Karl Wiesinger (1923–1991): Eine Skizze zu Leben und Werk
Kindheit und Jugend
Karl Wiesinger wird am 13.3.1923 als Sohn eines Dentisten und einer Hausfrau in Linz geboren. Sein Aufwachsen beschreibt er als behütet, wiewohl die Beziehung zwischen seinen Eltern konfliktreich gewesen sein dürfte.
Die wachsenden politischen Spannungen der Zwischenkriegszeit erlebt Wiesinger im Zuge der Februarkämpfe, die am Morgen des 12. Februar 1934 in Linz ihren Ausgang nehmen und an deren Ende mehrere hundert Tote zu beklagen sind.
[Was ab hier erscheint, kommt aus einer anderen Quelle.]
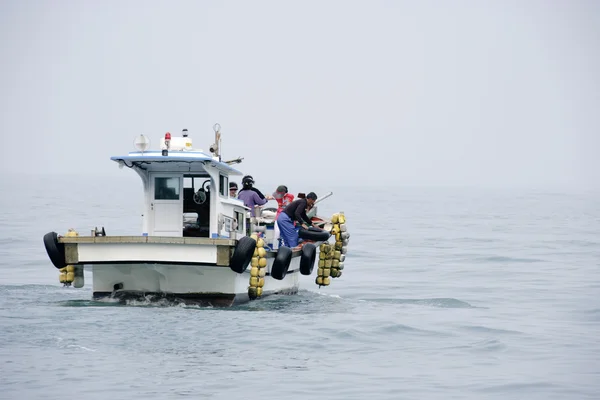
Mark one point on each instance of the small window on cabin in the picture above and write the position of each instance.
(166, 188)
(239, 217)
(224, 185)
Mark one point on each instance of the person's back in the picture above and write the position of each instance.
(251, 199)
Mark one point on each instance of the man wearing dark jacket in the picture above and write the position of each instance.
(296, 211)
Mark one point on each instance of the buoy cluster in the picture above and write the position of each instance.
(67, 275)
(258, 268)
(71, 274)
(325, 264)
(331, 260)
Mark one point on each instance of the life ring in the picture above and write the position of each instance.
(307, 259)
(55, 250)
(281, 263)
(315, 234)
(242, 255)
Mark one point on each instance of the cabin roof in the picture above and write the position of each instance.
(175, 160)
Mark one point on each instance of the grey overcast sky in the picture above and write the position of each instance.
(377, 92)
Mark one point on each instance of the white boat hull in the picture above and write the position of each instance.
(207, 285)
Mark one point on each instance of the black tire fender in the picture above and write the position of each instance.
(281, 263)
(315, 234)
(242, 255)
(55, 250)
(307, 259)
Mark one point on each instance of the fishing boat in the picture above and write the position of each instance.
(198, 245)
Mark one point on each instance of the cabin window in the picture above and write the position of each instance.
(224, 185)
(239, 217)
(166, 188)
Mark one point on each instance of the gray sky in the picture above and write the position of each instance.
(375, 92)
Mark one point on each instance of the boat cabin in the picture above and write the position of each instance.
(186, 191)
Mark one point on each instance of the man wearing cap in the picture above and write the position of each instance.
(296, 211)
(283, 199)
(232, 189)
(251, 196)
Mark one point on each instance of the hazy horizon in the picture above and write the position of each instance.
(461, 93)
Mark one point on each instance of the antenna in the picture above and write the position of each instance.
(216, 148)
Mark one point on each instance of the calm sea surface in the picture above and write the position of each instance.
(447, 293)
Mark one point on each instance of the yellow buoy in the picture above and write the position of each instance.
(252, 292)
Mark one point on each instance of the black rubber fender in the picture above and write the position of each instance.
(242, 255)
(281, 263)
(307, 259)
(55, 250)
(315, 234)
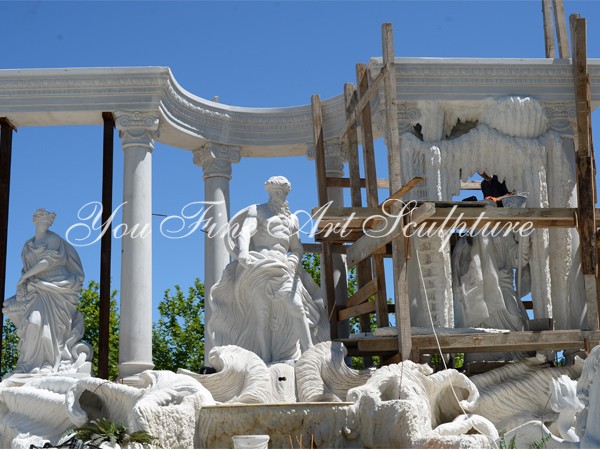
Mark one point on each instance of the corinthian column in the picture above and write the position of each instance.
(137, 131)
(215, 160)
(334, 167)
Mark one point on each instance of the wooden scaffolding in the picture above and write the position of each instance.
(367, 253)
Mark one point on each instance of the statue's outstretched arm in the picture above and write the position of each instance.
(248, 229)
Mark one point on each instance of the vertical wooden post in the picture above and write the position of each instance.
(586, 184)
(548, 29)
(363, 268)
(105, 245)
(372, 196)
(6, 130)
(395, 174)
(561, 29)
(326, 261)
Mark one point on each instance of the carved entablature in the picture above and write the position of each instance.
(336, 155)
(216, 159)
(137, 128)
(562, 117)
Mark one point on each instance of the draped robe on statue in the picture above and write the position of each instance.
(45, 314)
(262, 307)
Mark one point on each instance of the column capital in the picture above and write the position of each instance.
(335, 156)
(216, 159)
(562, 117)
(137, 128)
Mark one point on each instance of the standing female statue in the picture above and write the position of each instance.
(45, 307)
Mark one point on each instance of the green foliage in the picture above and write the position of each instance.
(89, 305)
(178, 336)
(541, 443)
(311, 262)
(102, 431)
(459, 361)
(10, 354)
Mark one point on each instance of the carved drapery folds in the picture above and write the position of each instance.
(216, 159)
(335, 157)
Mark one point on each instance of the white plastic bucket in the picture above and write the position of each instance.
(251, 441)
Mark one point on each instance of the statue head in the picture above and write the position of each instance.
(43, 217)
(278, 183)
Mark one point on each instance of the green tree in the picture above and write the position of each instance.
(178, 336)
(89, 305)
(10, 354)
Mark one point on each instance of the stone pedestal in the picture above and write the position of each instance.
(215, 160)
(137, 131)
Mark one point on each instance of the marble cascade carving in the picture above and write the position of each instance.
(150, 106)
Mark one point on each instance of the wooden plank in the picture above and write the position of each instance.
(6, 135)
(470, 186)
(366, 128)
(382, 183)
(405, 189)
(561, 29)
(381, 306)
(105, 246)
(317, 248)
(365, 98)
(591, 297)
(358, 310)
(370, 243)
(363, 271)
(487, 342)
(584, 161)
(548, 29)
(319, 149)
(399, 250)
(326, 255)
(363, 294)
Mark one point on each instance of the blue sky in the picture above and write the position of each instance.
(259, 54)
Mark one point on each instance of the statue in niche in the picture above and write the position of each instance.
(265, 301)
(44, 309)
(484, 281)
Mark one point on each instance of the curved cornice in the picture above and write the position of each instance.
(38, 97)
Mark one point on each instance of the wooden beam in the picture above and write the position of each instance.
(470, 186)
(366, 128)
(585, 170)
(382, 183)
(392, 199)
(363, 294)
(548, 29)
(399, 249)
(105, 245)
(357, 219)
(364, 101)
(6, 134)
(363, 271)
(326, 255)
(370, 243)
(355, 311)
(561, 29)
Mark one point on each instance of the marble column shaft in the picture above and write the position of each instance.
(137, 131)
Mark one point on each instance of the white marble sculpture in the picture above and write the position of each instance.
(44, 309)
(588, 391)
(484, 283)
(265, 301)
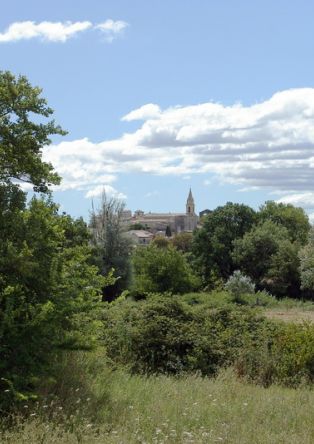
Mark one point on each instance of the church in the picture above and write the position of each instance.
(177, 222)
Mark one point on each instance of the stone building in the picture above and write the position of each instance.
(177, 222)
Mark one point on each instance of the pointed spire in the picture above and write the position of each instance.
(190, 207)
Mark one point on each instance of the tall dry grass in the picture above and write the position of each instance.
(95, 404)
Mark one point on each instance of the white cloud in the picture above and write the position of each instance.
(152, 193)
(267, 145)
(108, 189)
(52, 31)
(58, 31)
(145, 112)
(305, 200)
(112, 29)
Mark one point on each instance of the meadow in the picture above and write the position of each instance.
(92, 399)
(112, 406)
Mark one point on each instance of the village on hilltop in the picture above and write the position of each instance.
(145, 226)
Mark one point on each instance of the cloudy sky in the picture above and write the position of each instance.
(160, 96)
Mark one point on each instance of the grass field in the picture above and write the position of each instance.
(114, 407)
(92, 402)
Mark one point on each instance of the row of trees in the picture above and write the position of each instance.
(273, 246)
(266, 245)
(54, 271)
(50, 286)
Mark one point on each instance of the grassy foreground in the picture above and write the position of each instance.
(106, 406)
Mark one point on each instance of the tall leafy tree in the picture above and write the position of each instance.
(213, 244)
(267, 255)
(113, 245)
(162, 269)
(293, 218)
(49, 291)
(24, 132)
(306, 255)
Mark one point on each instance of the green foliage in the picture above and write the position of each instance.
(162, 269)
(162, 334)
(283, 355)
(306, 256)
(113, 247)
(49, 291)
(292, 218)
(168, 231)
(213, 243)
(268, 256)
(112, 406)
(183, 242)
(21, 136)
(239, 285)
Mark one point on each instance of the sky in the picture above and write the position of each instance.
(161, 96)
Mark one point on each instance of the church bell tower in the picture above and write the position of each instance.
(190, 206)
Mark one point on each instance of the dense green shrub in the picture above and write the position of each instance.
(164, 334)
(284, 355)
(162, 269)
(49, 291)
(238, 284)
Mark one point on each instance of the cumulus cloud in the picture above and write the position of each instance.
(111, 29)
(145, 112)
(268, 145)
(52, 31)
(58, 31)
(108, 189)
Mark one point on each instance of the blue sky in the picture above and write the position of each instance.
(158, 96)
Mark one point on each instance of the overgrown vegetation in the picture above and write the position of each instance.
(110, 406)
(152, 339)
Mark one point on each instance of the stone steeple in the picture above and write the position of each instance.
(190, 206)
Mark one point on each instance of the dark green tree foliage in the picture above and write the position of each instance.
(21, 138)
(183, 242)
(213, 243)
(267, 255)
(162, 269)
(294, 219)
(113, 246)
(168, 231)
(49, 292)
(306, 256)
(162, 334)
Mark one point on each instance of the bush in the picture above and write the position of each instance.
(162, 334)
(284, 355)
(238, 284)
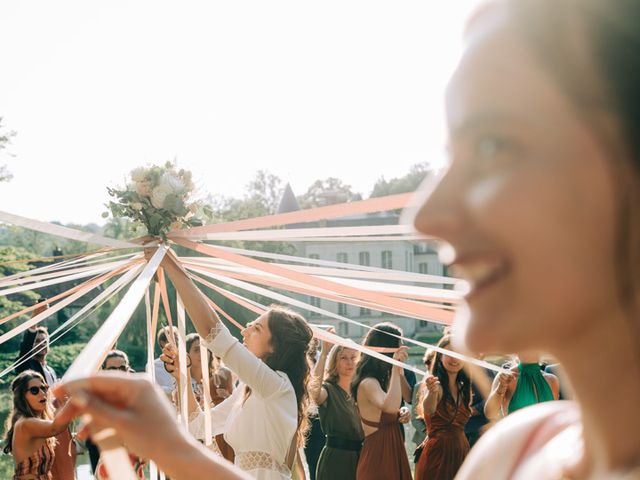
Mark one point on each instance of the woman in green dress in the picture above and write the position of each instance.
(338, 413)
(523, 385)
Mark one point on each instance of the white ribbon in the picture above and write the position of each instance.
(65, 232)
(112, 290)
(82, 273)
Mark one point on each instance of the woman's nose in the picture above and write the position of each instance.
(440, 212)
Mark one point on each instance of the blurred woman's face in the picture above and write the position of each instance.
(346, 362)
(194, 353)
(257, 336)
(116, 363)
(37, 395)
(451, 364)
(527, 202)
(41, 343)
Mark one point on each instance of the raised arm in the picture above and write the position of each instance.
(195, 303)
(144, 421)
(406, 388)
(432, 395)
(170, 357)
(37, 427)
(316, 391)
(498, 400)
(250, 369)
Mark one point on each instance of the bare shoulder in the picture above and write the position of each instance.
(369, 384)
(551, 378)
(515, 438)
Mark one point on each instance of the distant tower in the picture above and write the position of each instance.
(288, 202)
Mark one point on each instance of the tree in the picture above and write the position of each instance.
(327, 192)
(5, 139)
(266, 189)
(13, 260)
(407, 183)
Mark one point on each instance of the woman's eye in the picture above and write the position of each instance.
(492, 151)
(489, 146)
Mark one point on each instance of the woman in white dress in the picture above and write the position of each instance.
(264, 420)
(540, 211)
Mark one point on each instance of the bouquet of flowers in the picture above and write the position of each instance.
(160, 198)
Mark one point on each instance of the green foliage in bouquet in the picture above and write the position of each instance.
(159, 197)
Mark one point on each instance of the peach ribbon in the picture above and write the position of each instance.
(380, 204)
(65, 232)
(409, 308)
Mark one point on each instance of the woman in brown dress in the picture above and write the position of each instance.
(378, 392)
(32, 426)
(338, 413)
(446, 398)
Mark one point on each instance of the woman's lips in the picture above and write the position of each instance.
(480, 272)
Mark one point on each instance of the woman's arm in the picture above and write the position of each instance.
(250, 369)
(144, 421)
(316, 391)
(201, 314)
(433, 394)
(498, 400)
(554, 384)
(171, 357)
(39, 428)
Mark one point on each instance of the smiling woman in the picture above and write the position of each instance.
(445, 405)
(539, 205)
(32, 426)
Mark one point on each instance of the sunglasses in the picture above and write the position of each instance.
(36, 390)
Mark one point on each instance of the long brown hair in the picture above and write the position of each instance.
(384, 334)
(437, 370)
(21, 406)
(290, 339)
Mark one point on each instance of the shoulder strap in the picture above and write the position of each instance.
(291, 453)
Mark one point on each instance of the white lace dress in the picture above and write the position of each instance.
(260, 431)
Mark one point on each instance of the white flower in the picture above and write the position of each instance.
(143, 189)
(172, 183)
(138, 174)
(158, 195)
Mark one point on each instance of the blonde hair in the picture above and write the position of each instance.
(331, 370)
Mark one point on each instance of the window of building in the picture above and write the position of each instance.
(315, 302)
(343, 329)
(386, 259)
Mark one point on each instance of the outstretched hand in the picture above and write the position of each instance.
(142, 418)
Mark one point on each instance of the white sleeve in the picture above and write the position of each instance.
(219, 415)
(262, 380)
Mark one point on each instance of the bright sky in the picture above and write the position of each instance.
(306, 90)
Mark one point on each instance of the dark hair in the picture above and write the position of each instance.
(437, 369)
(21, 407)
(29, 340)
(611, 37)
(290, 337)
(190, 340)
(381, 335)
(163, 333)
(116, 354)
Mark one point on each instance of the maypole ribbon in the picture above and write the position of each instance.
(65, 232)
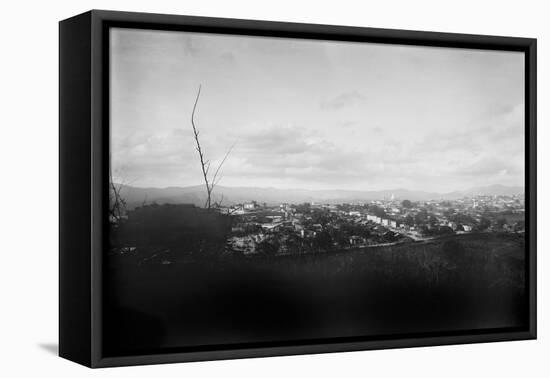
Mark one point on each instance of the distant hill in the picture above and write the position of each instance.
(135, 196)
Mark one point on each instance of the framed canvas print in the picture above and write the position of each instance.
(234, 188)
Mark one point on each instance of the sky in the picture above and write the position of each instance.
(314, 114)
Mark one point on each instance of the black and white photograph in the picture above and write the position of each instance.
(267, 190)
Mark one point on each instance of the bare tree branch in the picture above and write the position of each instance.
(206, 164)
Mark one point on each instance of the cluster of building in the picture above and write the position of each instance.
(310, 227)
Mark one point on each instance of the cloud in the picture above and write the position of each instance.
(342, 100)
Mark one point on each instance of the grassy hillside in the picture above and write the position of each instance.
(458, 283)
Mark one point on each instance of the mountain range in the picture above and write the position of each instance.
(136, 196)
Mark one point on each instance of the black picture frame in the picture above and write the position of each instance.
(83, 167)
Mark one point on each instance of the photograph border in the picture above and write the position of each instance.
(84, 165)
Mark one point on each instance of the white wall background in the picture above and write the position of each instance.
(29, 189)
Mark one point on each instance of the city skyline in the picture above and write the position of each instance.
(314, 114)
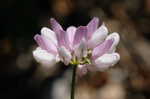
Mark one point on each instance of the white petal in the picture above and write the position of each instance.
(43, 57)
(98, 36)
(115, 36)
(81, 49)
(48, 33)
(107, 60)
(64, 55)
(71, 33)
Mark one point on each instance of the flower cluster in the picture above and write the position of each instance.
(88, 47)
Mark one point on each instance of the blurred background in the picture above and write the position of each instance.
(22, 78)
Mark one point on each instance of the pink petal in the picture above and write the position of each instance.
(43, 57)
(81, 49)
(64, 55)
(82, 70)
(70, 33)
(92, 26)
(102, 48)
(39, 41)
(116, 38)
(98, 36)
(107, 60)
(56, 27)
(45, 44)
(80, 34)
(48, 33)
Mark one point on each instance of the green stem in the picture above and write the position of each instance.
(73, 82)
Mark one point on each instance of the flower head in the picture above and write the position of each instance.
(89, 47)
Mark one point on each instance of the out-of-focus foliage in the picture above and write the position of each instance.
(21, 77)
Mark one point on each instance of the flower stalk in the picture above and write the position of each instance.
(72, 95)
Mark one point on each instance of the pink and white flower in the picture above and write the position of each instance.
(89, 47)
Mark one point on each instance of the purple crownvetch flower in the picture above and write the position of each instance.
(89, 47)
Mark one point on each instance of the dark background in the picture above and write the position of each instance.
(20, 20)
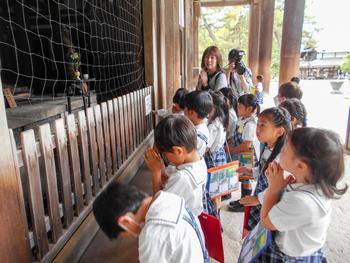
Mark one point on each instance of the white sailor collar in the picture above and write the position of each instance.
(191, 168)
(166, 209)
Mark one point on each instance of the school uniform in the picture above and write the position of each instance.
(232, 124)
(202, 138)
(301, 217)
(217, 136)
(261, 185)
(171, 233)
(162, 113)
(188, 181)
(245, 131)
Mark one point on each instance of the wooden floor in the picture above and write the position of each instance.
(104, 250)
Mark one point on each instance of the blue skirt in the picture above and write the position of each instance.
(274, 255)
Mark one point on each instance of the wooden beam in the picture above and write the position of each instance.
(224, 3)
(14, 246)
(150, 46)
(195, 25)
(169, 45)
(161, 54)
(293, 20)
(265, 40)
(188, 44)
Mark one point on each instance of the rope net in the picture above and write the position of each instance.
(43, 43)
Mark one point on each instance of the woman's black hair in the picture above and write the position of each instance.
(290, 90)
(212, 50)
(323, 152)
(295, 79)
(175, 130)
(296, 109)
(280, 117)
(230, 95)
(250, 100)
(179, 97)
(113, 202)
(199, 101)
(221, 106)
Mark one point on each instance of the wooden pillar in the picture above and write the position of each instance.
(188, 44)
(169, 46)
(14, 246)
(195, 24)
(293, 20)
(254, 36)
(177, 50)
(265, 41)
(150, 47)
(161, 53)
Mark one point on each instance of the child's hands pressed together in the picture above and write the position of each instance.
(244, 170)
(153, 160)
(274, 174)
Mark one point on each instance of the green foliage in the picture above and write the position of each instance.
(225, 28)
(228, 27)
(345, 65)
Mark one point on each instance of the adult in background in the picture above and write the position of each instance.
(212, 75)
(239, 76)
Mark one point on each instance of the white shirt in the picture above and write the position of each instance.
(232, 124)
(217, 135)
(188, 181)
(166, 236)
(247, 127)
(302, 217)
(202, 131)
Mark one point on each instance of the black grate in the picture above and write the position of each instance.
(39, 39)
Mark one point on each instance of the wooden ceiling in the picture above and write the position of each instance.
(217, 3)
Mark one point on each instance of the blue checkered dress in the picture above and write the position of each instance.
(274, 255)
(212, 159)
(261, 185)
(237, 140)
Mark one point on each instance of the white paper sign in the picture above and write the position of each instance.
(148, 104)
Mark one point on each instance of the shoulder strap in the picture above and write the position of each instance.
(194, 225)
(202, 137)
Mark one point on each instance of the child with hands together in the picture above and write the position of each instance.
(298, 206)
(175, 140)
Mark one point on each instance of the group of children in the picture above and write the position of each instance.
(296, 176)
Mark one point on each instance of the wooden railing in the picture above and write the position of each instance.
(63, 166)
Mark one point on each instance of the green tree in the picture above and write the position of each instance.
(345, 65)
(228, 27)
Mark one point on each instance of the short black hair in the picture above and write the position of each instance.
(222, 107)
(231, 97)
(250, 100)
(116, 200)
(199, 101)
(175, 130)
(323, 152)
(295, 79)
(290, 90)
(296, 109)
(179, 97)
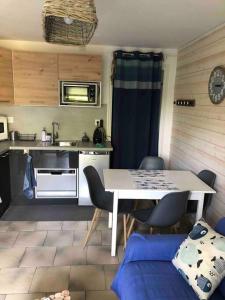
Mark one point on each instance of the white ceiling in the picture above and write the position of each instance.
(138, 23)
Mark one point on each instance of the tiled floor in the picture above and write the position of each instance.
(39, 258)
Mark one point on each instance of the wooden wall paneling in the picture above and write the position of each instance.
(35, 78)
(6, 76)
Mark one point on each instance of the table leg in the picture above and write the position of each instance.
(114, 223)
(110, 220)
(199, 212)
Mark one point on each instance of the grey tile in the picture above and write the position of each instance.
(7, 239)
(24, 296)
(10, 257)
(77, 295)
(50, 279)
(100, 255)
(75, 225)
(90, 278)
(72, 255)
(59, 238)
(15, 280)
(22, 226)
(95, 238)
(96, 295)
(38, 257)
(31, 238)
(49, 225)
(110, 272)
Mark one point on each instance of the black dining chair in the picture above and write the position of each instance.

Wiesinger beschreibt in einem Interview zum Erscheinen des Romans Der rosarote Straßenterror im Jahr 1974, wie er die Ereignisse als Kind wahrnahm: „Die Schüsse damals und die Belagerung des Zentralkinos durch das Bundesheer und die Pferdekadaver nachher auf den Straßen und die Munitionshülsen, die herumgelegen sind, einige Tote, die ich gesehen hab als Kind, das hat mich stark beeindruckt (…)“.1
Wenige Monate später tritt Wiesinger in die Mittelschule Stephaneum der Schulbrüder in Bad Goisern ein, die er bis 1938 besuchen wird. Er verabscheut die katholische Indoktrination durch die geistlichen Pädagogen, andererseits bildet der von den Schulbrüdern vermittelte Patriotismus eine Grundlage für seine Ablehnung des Nationalsozialismus. Einer seiner Schlukollegen ist der spätere Autor und KPÖ-Funktionär Franz Kain (1922–1997), mit dem Wiesinger eine lebenslange politisch-literarische Freundschaft verbinden wird.
Zweiter Weltkrieg
Nach Beendigung der Schule zieht Wiesinger zunächst zurück nach Linz, wo er den Einmarsch der Nazi-Truppen in Österreich miterlebt. In den darauffolgenden Monaten führt er ein unstetes Wanderleben und schlägt sich als Gelegenheitsarbeiter in Fabriken, in der Landwirtschaft und bei einem Wanderzirkus durch. In einer autobiographischen Notiz schreibt er von Ausflügen in die Kleinkriminalität: „ich habe gestohlen, eingebrochen, aufgebrochen, unterschlagen und war bis zum einrücken bereits mehrmals inhaftiert.“2 Seinem Vater gelingt es schließlich, den Sohn zur Rückkehr nach Linz und zu einer Lehre als Zahntechniker zu überreden. Diese muss Wiesinger unterbrechen, als er 1941 zum Militärdienst einberufen wird. Nach der Grundausbildung in Berlin wird er der Transportbrigade Speer in Finnland zugewiesen, für die er sich freiwillig gemeldet hatte.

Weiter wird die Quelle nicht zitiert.